Hacker News new | past | comments | ask | show | jobs | submit login
Using the linear distance operator in Postgres 12 to find the closest match (2ndquadrant.com)
113 points by chmaynard 8 days ago | hide | past | web | favorite | 39 comments

While the unindexed time is impressive for the lack of index, the GIST and SP-GIST times are not 0.939 sec and 0.358 sec. All times are in milliseconds. GIST returns in slightly less than 1ms, not 1s. SP-GIST returns in slightly more than 1/3 of a millisecond.

Performance for GIST and SP-GIST are in fact three orders of magnitude better than what the author summarized!

So it's using a K-D-B-Tree under the hood? SP-GiST, that is.


How many dimensions can you use this with efficiently? Could you use this to store embeddings from machine learning models and find nearest neighbours of various items, like aNNoy or faiss does?
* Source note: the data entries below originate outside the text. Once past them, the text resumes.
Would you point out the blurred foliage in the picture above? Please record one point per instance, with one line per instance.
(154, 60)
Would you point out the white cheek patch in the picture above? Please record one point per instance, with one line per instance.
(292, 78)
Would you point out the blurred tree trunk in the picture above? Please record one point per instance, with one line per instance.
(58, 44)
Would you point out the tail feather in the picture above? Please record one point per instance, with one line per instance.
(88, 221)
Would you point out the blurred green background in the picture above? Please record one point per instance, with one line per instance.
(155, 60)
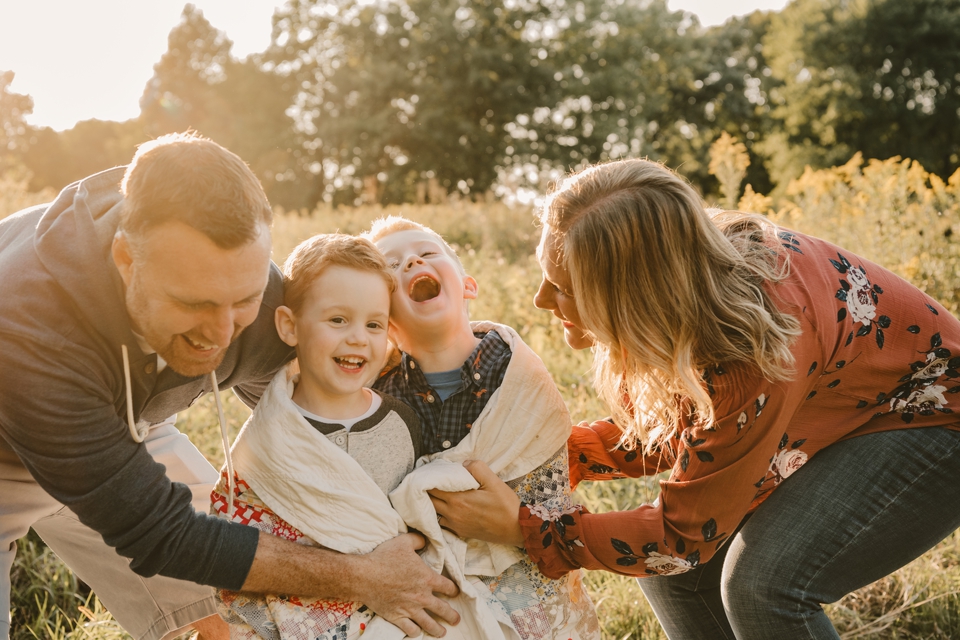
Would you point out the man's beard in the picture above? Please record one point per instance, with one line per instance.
(173, 349)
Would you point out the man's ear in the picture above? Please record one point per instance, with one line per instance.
(286, 325)
(470, 288)
(122, 256)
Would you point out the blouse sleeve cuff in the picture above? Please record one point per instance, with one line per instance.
(544, 540)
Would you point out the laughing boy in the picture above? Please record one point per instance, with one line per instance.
(480, 394)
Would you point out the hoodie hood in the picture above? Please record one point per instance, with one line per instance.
(78, 228)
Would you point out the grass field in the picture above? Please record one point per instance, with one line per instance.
(496, 243)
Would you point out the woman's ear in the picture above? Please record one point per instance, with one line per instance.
(286, 325)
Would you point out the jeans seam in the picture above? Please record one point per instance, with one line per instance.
(880, 512)
(706, 606)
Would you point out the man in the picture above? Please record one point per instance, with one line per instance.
(116, 303)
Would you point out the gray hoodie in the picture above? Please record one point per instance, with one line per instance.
(62, 398)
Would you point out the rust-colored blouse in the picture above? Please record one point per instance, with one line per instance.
(876, 354)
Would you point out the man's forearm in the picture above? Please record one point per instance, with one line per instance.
(281, 566)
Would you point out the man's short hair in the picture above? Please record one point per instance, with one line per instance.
(312, 256)
(389, 225)
(187, 178)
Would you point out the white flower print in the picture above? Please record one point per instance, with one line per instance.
(857, 278)
(788, 461)
(545, 514)
(935, 368)
(923, 399)
(667, 565)
(859, 300)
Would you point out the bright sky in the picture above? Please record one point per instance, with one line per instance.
(82, 59)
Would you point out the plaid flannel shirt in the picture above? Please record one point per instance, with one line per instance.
(446, 423)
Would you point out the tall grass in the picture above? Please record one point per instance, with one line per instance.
(496, 244)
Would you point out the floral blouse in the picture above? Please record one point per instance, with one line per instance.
(876, 354)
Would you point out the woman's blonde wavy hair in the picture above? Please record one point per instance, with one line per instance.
(668, 290)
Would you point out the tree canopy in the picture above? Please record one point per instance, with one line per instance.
(359, 100)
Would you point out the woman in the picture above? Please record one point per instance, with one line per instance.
(800, 396)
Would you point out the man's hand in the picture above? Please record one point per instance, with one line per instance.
(392, 579)
(401, 588)
(489, 513)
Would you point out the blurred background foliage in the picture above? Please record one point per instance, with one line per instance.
(402, 101)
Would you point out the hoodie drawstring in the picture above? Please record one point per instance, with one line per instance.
(225, 440)
(139, 436)
(134, 432)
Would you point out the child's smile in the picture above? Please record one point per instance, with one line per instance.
(424, 287)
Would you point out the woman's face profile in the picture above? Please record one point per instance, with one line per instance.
(556, 292)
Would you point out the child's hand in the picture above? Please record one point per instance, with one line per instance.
(490, 513)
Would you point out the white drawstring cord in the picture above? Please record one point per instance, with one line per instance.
(138, 437)
(226, 443)
(134, 433)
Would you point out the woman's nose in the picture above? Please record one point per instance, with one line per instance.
(542, 299)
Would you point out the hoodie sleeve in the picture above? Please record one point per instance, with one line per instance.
(58, 414)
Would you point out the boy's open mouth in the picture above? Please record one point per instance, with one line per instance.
(350, 362)
(424, 288)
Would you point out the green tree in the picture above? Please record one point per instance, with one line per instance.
(57, 159)
(241, 104)
(410, 90)
(633, 78)
(877, 76)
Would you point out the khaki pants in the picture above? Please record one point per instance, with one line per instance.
(147, 608)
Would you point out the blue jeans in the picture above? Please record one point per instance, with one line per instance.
(857, 511)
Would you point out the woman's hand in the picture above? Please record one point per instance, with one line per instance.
(490, 513)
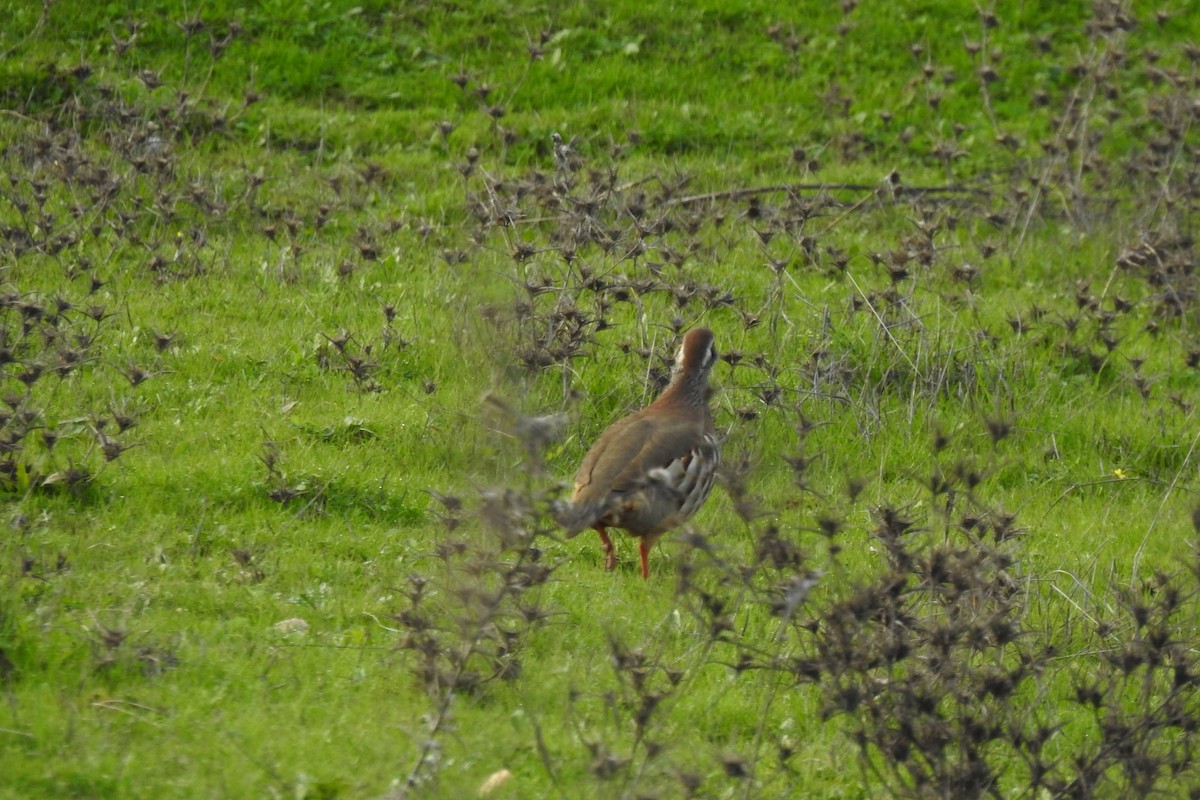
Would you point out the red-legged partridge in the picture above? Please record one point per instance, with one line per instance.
(653, 469)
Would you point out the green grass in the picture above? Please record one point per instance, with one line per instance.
(264, 481)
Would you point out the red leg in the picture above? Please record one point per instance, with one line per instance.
(610, 561)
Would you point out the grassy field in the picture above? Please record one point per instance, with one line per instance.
(306, 319)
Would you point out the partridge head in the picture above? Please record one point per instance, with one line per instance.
(653, 469)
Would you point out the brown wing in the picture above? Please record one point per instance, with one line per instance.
(621, 459)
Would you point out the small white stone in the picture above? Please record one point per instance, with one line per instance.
(493, 782)
(294, 625)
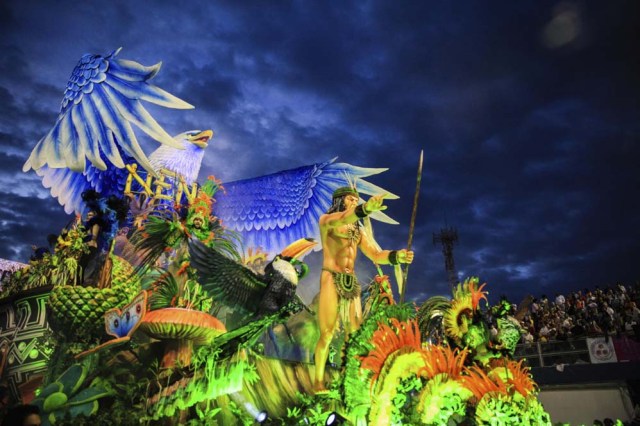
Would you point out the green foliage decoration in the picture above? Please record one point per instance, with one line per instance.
(355, 384)
(67, 396)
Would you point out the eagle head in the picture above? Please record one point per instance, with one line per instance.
(187, 161)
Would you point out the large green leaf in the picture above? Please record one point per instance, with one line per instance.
(87, 409)
(49, 389)
(72, 378)
(88, 395)
(54, 401)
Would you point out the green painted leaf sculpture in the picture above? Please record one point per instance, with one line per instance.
(67, 397)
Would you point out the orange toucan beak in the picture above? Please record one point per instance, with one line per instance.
(299, 248)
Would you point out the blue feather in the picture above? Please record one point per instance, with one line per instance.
(272, 211)
(93, 130)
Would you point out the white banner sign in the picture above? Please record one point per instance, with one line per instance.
(601, 351)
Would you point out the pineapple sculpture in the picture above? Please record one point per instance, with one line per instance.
(79, 311)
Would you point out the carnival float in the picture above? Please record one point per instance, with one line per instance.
(155, 304)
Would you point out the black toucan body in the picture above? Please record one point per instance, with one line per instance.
(265, 299)
(238, 287)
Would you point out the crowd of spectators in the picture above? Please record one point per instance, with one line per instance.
(609, 311)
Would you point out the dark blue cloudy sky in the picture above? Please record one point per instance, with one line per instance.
(528, 113)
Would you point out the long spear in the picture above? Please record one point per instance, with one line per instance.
(412, 224)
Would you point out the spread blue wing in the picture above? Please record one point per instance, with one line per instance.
(93, 132)
(272, 211)
(67, 186)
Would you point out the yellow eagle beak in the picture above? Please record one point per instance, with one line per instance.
(299, 248)
(201, 139)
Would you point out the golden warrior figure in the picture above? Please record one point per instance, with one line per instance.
(341, 235)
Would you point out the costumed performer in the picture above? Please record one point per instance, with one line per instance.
(341, 234)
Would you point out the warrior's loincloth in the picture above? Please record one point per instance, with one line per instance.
(347, 285)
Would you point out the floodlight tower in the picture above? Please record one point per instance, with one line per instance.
(448, 237)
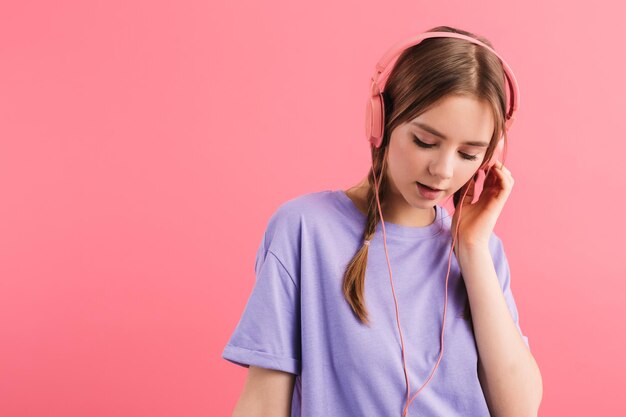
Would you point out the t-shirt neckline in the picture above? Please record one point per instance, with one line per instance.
(392, 229)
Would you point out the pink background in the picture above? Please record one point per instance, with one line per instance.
(145, 144)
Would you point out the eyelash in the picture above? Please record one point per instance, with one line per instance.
(427, 146)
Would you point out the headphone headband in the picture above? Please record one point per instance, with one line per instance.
(393, 53)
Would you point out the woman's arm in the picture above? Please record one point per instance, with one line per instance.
(267, 392)
(508, 373)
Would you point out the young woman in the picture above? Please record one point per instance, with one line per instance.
(350, 312)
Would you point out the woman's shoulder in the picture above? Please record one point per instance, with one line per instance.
(305, 206)
(291, 217)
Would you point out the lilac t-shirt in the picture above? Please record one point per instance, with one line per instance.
(297, 320)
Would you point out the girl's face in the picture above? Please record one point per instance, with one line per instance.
(445, 158)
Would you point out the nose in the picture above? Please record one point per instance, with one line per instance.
(442, 167)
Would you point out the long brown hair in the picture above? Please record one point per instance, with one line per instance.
(422, 75)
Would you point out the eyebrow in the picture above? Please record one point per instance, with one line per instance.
(436, 133)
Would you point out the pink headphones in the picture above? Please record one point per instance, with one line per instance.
(374, 124)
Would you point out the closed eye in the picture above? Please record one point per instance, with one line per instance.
(421, 144)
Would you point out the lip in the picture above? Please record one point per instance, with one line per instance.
(426, 193)
(432, 188)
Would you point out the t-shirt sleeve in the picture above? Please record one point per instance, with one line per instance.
(268, 332)
(504, 276)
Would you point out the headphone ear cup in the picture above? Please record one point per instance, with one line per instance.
(374, 119)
Postgres has a extension called cube (https://www.postgresql.org/docs/9.6/cube.html) that can be used for up to 150 dimensions (which is a compile-time limit, you can have more if you compile Postgres yourself).

It's a pretty cool extension that does distance between points, intersections between n-dimensional cubes (hence the name), different distance metrics etc.

It'd be perfect for storing and searching through large amounts of n-dimensional embeddings, I'm guessing it's used for that already.

In my experience, the cube extension is unusable for >10M x 128D vectors without PCA. I'm using Faiss now with ~500M vectors, and it works great!

With how many dimensions are you using Faiss with 100m+ vectors? I’m currently looking a solution to handle 1024 dimensions for ~100m items.

On one index I'm using OPQ16_64,IVF262144_HNSW32,PQ16 with 128 dimensions initially.

1024 dimensions is a lot! Could you elaborate on what application requires that many? If it's a DNN layer output, your data must be sparse, so dimensionality reduction won't affect your recall if tuned properly.

It's actually a DNN layer output. I haven't considered dimensionality reduction, yet. Thanks for pointing my there, I'll look into it. Probably thats the better way to go.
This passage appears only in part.